SAN FRANCISCO - Hoping to negotiate a compromise, activist investor Carl Icahn urged Yahoo Inc. to declare it was willing to be bought for $49.5 billion - about $2 billion above Microsoft Corp.'s last offer for the Internet pioneer.
Icahn recommended the price, which is about $34.375 a share, in a letter yesterday to Yahoo chairman Roy Bostock.
It marks the first time Icahn has publicly indicated what price he has in mind as he tries to force Yahoo's sale before the Sunnyvale-based company's annual meeting on Aug. 1.
If a deal is not completed before August, Icahn will try to replace Yahoo's board with a slate of his own directors and then fire company cofounder Jerry Yang as chief executive officer.

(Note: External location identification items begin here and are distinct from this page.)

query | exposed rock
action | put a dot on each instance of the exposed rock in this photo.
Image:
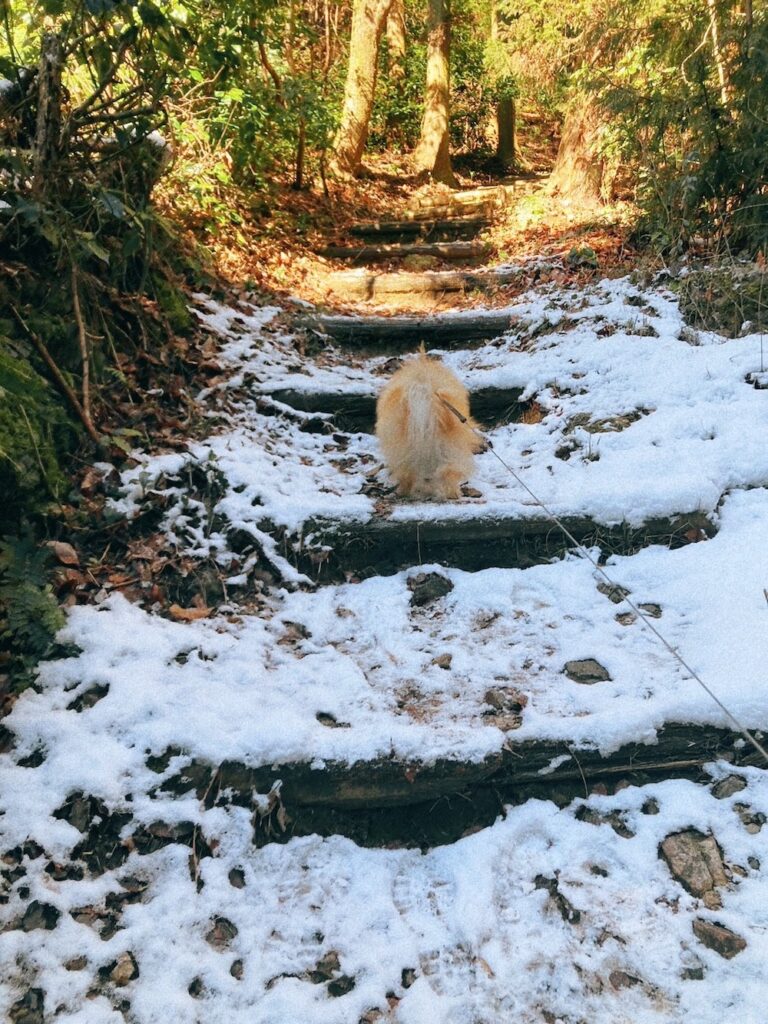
(326, 968)
(694, 860)
(238, 878)
(341, 985)
(651, 610)
(30, 1009)
(428, 587)
(613, 592)
(221, 933)
(728, 785)
(620, 979)
(751, 819)
(124, 970)
(40, 915)
(586, 671)
(719, 938)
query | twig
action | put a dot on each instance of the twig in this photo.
(84, 353)
(57, 375)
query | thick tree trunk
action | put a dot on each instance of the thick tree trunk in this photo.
(48, 132)
(432, 153)
(369, 18)
(580, 171)
(505, 119)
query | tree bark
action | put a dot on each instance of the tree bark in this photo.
(505, 119)
(369, 18)
(48, 131)
(580, 170)
(396, 42)
(432, 154)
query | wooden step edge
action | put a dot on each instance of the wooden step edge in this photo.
(374, 254)
(387, 782)
(331, 551)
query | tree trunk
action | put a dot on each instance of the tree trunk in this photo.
(432, 154)
(505, 119)
(48, 133)
(580, 170)
(369, 17)
(396, 42)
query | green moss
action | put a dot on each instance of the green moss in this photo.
(35, 434)
(172, 301)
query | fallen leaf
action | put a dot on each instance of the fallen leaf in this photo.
(187, 614)
(65, 552)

Should the mutiny succeed, Icahn said yesterday, he will hire a "talented and experienced" CEO in the mold of Google Inc. chairman Eric Schmidt before trying to sell Yahoo to Microsoft.
Yahoo said it would be "ill-advised" to publicly set a specific sales price.
Microsoft declined to comment.
Merger talks between the two high-tech powerhouses fell apart May 3 when Microsoft CEO Steve Ballmer withdrew an oral offer of $47.5 billion, or $33 per share, after Yang asked for $37 per share, a price that Yahoo's stock has not reached since January 2006.
By suggesting a sales figure for Yahoo, Icahn hopes to spur Yahoo to seek a wider discussion with Microsoft, said Peter Falvey, managing director of Revolution Partners, which specializes in high-tech deals.
Microsoft has been exploring a partial deal involving Yahoo's search and advertising operations, a concept that has been panned by Icahn, and many industry analysts who say the companies need to combine completely to counter the dominance of Internet search and advertising leader Google Inc.